James makes up for Dalgleish's aloofness with a host of some of her most successful characters. Victim herself of an unhappy child-hood, her best creations are solitary, melancholic types, often orphans, and here the mechanics of solitude are perceptively explored and beautifully described.

Frances Peverell, a figure of "gentle, old-fashioned formality," lives a flight of stairs away from the equally reserved Gabriel Dauntsey.

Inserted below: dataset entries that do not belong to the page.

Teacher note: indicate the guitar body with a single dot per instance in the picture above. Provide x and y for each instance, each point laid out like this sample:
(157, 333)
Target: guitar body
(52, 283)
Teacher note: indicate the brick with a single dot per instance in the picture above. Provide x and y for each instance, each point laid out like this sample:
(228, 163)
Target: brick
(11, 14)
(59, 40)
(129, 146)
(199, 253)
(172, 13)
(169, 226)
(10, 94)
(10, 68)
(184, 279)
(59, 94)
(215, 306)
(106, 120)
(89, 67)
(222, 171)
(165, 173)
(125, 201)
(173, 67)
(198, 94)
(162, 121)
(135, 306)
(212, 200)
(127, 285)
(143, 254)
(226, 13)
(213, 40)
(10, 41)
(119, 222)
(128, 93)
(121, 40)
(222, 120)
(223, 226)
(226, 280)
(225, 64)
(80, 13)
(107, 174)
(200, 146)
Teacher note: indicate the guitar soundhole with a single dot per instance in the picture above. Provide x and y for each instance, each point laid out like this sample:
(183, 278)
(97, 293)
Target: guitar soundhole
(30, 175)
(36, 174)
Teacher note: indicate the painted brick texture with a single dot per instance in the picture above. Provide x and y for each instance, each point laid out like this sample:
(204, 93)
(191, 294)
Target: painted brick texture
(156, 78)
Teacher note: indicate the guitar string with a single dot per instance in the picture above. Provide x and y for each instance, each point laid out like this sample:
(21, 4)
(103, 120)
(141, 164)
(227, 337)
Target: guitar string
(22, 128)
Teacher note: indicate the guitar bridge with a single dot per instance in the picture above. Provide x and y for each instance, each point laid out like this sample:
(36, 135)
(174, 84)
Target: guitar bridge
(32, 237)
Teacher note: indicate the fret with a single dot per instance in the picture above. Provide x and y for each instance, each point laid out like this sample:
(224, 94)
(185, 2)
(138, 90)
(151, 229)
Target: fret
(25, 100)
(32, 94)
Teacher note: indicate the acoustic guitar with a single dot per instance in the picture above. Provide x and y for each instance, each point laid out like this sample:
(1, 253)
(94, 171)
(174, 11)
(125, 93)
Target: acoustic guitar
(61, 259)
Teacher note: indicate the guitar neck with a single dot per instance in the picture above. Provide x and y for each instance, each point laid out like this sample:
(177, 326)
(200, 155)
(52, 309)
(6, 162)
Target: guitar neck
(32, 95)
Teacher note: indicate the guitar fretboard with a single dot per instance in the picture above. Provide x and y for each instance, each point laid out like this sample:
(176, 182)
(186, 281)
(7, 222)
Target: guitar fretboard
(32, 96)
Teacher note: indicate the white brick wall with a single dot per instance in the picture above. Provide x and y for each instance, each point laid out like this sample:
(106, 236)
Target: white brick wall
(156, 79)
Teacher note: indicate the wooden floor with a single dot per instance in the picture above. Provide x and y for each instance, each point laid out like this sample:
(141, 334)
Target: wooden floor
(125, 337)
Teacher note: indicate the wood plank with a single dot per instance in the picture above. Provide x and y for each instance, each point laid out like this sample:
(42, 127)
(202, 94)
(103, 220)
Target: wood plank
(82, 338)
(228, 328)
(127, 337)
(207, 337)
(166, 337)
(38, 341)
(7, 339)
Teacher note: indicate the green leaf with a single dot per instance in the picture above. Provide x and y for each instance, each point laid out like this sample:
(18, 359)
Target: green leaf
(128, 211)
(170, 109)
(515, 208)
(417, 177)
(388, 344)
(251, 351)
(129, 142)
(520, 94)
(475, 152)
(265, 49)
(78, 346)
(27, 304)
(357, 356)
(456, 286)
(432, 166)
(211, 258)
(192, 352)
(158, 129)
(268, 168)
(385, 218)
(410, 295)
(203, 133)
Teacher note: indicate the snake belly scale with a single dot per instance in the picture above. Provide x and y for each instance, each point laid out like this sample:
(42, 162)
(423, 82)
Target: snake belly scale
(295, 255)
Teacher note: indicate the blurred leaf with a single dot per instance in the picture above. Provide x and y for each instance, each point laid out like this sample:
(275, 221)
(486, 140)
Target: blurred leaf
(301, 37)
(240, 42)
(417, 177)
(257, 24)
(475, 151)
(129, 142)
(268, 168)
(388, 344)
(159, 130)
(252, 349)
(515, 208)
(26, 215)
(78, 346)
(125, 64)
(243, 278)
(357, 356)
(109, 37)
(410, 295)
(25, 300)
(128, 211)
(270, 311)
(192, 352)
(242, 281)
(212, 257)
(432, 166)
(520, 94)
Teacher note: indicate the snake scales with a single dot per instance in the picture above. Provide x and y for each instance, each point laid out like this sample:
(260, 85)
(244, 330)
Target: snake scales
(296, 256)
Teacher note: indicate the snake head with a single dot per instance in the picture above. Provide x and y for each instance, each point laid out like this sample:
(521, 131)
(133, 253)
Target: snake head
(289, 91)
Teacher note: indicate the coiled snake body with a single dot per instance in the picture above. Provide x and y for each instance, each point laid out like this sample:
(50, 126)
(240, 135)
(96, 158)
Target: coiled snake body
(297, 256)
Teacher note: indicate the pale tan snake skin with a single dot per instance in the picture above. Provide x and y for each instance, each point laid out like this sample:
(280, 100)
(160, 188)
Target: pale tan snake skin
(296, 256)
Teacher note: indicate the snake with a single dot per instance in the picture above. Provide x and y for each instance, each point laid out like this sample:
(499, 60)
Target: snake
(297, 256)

They see "less of each other than if they had lived miles apart." Dalgleish recognizes Jean-Philippe Etienne, Gerard's father, as the "true recluse" he himself sometimes shows signs of becoming. Isolation in the wake of death is more than poignant, and the abandoned homes of the murder victims, as James describes them, provide the most eloquent counterpoint to living loneliness.

In spite of the delicate treatment of the dark side of life, Original Sin is less murky in tone than earlier novels, and as a result, the heavy ending seems a little out of place. What is essentially a mystery acquires a thriller denouement, and Daniel Aaron's awkward character must carry the weight of it. Equally ungainly are a few of the bows to contemporary issues, which James usually handles so well. But this will only become faintly evident after the first shock of the novel's punch fades away. The value of James' efforts on the Pure Novel Scale remain to be calculated, but their value on the Pure Reader Scale is assured.